What’s so wrong with giving up? If it’s taken me 38 years to curate my personal style, why not swing open the door and jump off the train with it?
I could put my foot down right here in January 2022. I could, as countless women before me have done, adopt an asynchronous uniform. I could endeavor to become the last human on earth wearing skinny jeans. A time traveler. A living reminder of where we have been and what we have lost.
I could wear the same pair of skinny jeans every day. I could amass a collection of identical balloon sleeve sweaters and slip-on sneakers and never make another fashion decision as long as I live.
I enjoy this kind of thinking, and not just when I am raging in the middle of an Ann Taylor LOFT. Periodically, I like to throw up my hands and swear off choice in all kinds of areas. I’ll only ever eat toast for breakfast! I’ll only ever paint the walls white! I’ll only ever write with a black PaperMate InkJoy 0.5!
These strategies are supposed to preserve executive functioning (which maybe doesn’t hold up anymore btw), and surely that’s the appeal for me. Now that we’re living in Omicron land and must, AGAIN, make seventeen thousand judgment calls before leaving the house, I am reminded that executive functioning is a precious resource.
But let’s be honest. I’m not going to stop buying new pens. And I am not wearing the same thing every day.
I’ll moan about the current fashion scourge for a while, enough to have made my point, but then I’ll be strapping on a fresh, clompy pair of Doc Martens with the rest of you fools. It may be efficient to remove decisions from your life, but it’s also kind of soul-crushing.
I like variety. I like being fashionable, even when fashion doesn’t seem to like me. And if we’re really digging deep, I like complaining about things.
Humans like to solve problems. It’s one of our primary adaptive functions and sources of satisfaction. And so, in the same way that I enjoy putting together a 300-piece puzzle of a kitten in a T-Rex compound, I will enjoy this fashion quagmire eventually. It gives me something to complain about and something, at some point, to conquer.

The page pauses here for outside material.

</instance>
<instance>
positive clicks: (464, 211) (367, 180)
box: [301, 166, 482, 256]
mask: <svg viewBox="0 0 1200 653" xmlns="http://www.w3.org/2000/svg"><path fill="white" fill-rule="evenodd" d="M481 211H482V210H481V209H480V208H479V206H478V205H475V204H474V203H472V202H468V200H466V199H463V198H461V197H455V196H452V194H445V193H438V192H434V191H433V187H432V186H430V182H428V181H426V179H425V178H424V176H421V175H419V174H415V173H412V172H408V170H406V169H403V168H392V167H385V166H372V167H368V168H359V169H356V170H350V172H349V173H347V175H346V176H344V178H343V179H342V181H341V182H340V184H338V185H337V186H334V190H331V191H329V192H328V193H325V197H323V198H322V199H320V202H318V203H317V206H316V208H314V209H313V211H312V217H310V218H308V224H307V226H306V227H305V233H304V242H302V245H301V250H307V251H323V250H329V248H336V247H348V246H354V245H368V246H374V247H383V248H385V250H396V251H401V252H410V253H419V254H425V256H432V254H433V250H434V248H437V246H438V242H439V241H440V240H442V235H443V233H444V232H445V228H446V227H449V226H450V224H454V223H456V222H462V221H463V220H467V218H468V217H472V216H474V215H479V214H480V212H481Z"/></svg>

In between the rough and final draft of this post, my kids and I tested positive for COVID. We’re now staring down the dark, narrow mineshaft of a ten-day school quarantine, and everything I had planned for the next week and a half has fallen into it. I suddenly have little control over my time, my productivity, or my energy. I’ve spent the past, oh—checks watch—22 months or so bracing for this scenario, which means I never felt fully in control of any of those things, even when I was.
But I can control what I wear.
That’s what fashion remains for me, exhausting as it may be at the moment. A sweet little morsel of control in a world—in a life, in a pandemic, in a HUMAN EXISTENCE—that is uncontrollable. It’s why I am so frustrated when it changes, and why I am so unwilling to let it leave me behind, even when I’m tempted by the siren of windbreaker track suits for eternity.
So, we shall carry on, late 30s and up brethren. Maybe by the time we’re done with all the quarantines, the wheel will have turned all the way back to Mad Men again, and I’ll see you in a structured shirt dress in 2023.